Ну вертухаем, и что с того? Я себе службу не выбирал. Может, и в десантники бы пошел с удовольствием, так не послали же.
– Гнилое это дело, – продолжает. – Ну да ладно, – подумавши о чем-то, говорит, – люди нам нужны. Поспрашиваю о тебе. Если никаких обид на тебя у народа не осталось, так и быть, возьмем.
Никаких обид, ни хера себе! У народа! Это он зэков так поименовал. Какие у них обиды на меня могут быть? Я с пацанами тамошними в конфликты никогда не вступал. Помогал даже, чем мог. Проносил кой-чего. Хотя и рисковал этим.
В общем, отвратил меня чувак этот от работы охранником.
– Да вообще-то с матерью надо посоветоваться, – говорю ему. – С любимой девушкой. Вдруг они не поддержат мой выбор?
Эти слова чуть вообще его из себя не вывели. Я видел – закипает весь. Ну, я быстренько свалил, чтобы больше морду его не видеть. О трудоустройстве уже речь не шла.
Девушка… С девушками, по чесноку если, дела тоже фигово двигались. Собственно говоря, вообще никак не двигались. Но это между нами, ладно? А то как-то неприлично признаваться, что у меня тогда девушки не было. Что исключительно дрочил в то время. Не подумайте чего, я девственником тогда уже не был. До армейки, как положено, успел отметиться на этом поприще. Бухали как-то с пацанами, двух девах сняли. Девка никакая уже была, плохо соображала что к чему, но мне показалось, что я очень неплохо себя показал. Даже вроде как удовлетворил ее. По крайней мере, она улыбнулась мне, когда все закончилось.
В армии пацаны тоже девок снимали, вокруг зоны вертелись некоторые. Но они денег стоили, а я чё-то жалел бабло на них. Да к тому же один пацан, из дедов, шепнул мне, что лучше с ними не надо. Потому что сифилитички конченые. Я ему поверил.
Так что на то время я всего раз с женщиной был. Маловато, конечно, ну да что поделаешь. Мне, кстати говоря, все это блядство вообще не по душе. Я такую найти хотел, чтобы навсегда. Чтобы жениться можно было, детей завести. То ли запросы высокие были, то ли чё, но не видел я таких поблизости. Наши девки – это еще то зрелище. Одна другой страшней и говнистей. Говорить-то даже неприятно, не то что какие-то отношения начинать.
Вот так и шел месяц за месяцем, а я все дома сидел. Тут отец богу душу отдал, мать вообще нервной стала. Каждый день с утра до ночи пилила.
Короче, я рад был, когда возник вариант с шабашкой. Поговорили с Сергеичем, я собрал вещички – и отчалил.

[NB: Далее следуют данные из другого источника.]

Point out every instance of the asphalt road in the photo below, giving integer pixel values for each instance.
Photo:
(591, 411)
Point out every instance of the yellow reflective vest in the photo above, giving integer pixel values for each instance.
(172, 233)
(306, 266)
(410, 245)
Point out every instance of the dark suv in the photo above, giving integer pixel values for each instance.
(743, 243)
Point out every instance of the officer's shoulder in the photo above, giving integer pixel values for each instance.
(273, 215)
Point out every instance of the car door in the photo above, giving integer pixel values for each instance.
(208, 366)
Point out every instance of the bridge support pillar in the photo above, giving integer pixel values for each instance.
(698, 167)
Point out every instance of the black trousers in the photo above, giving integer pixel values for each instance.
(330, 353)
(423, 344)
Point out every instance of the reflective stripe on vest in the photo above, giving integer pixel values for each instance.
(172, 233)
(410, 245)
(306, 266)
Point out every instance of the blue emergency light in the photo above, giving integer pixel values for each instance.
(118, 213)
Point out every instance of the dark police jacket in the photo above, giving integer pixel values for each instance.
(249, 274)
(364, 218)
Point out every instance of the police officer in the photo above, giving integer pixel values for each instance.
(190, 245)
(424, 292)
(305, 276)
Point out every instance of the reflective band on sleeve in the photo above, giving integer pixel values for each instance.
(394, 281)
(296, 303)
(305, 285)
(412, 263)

Бригада наша состояла из четырех человек. Кроме меня с Сергеичем был еще один парнишка моих лет, ну, может, постарше года на два – Витьком звали. Я, пока дело до основных событий не дошло, воздержусь от высказываний в его, так сказать, адрес, но не могу смолчать, что человеком он весьма гнилым оказался… Хотя тпррру-у-у, рано, рано я это выдал. Так нельзя. Я ведь не сразу про эту гниль понял. Поначалу-то ничего не подумал – ну, пацан как пацан. Хоть и не очень он мне понравился. Взгляд у него какой-то неприятный. Впрочем, это я сейчас отмечаю, уже опосля, когда могу все сопоставить и, соответственно, кой-какие глубокомысленные выводы сделать. А тогда, конечно, я ничего такого не думал.
Главным же в бригаде, бугром, был Павел Аркадьевич. Опытный, бывалый такой работяга, где только и по каким только специальностям не работавший. Спокойный мужик, приятный. Никогда не суетился, никогда голос не повышал. В работе, если чего я не понимал, все объяснял без истерик. Хороший мужик. Его мне по-настоящему жалко. Ладно, дети у него взрослые, а то бы тяжело семье пришлось без такого надежного кормильца.

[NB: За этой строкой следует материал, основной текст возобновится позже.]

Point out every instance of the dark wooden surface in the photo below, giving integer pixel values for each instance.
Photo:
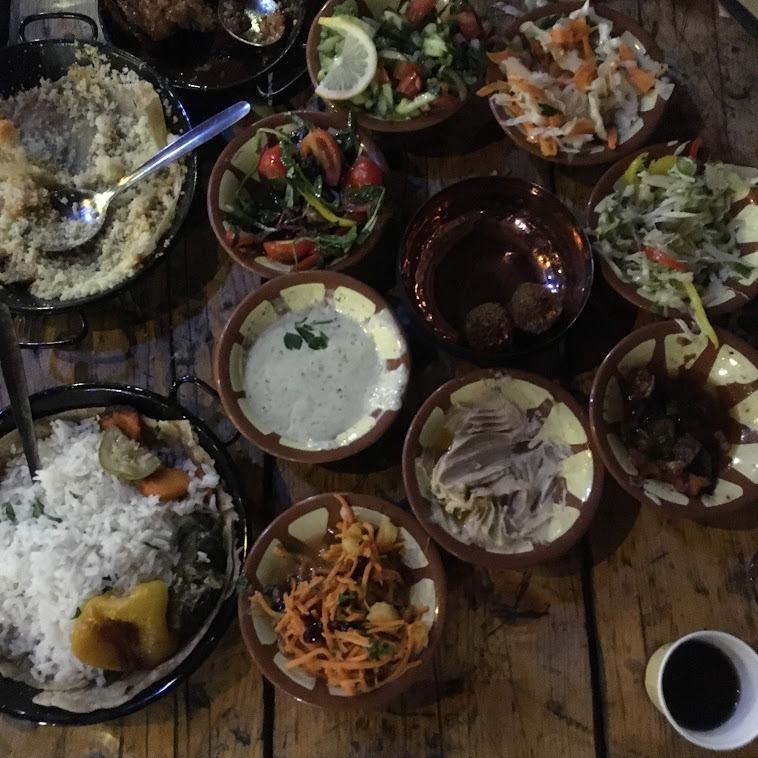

Блин, опять я вперед забегаю! Все, все, не буду больше. А то неинтересно потом будет. Ну а вы, если вдруг начну преждевременно информацию выдавать, одергивайте меня, ладно?
Работать мы подрядились на строительстве дома. Или коттеджа, как сейчас любят говорить. Строил его на берегу Лосихи – это речка такая – некий новорусский буржуин. Фамилия его была Дятлов, звали Валерием.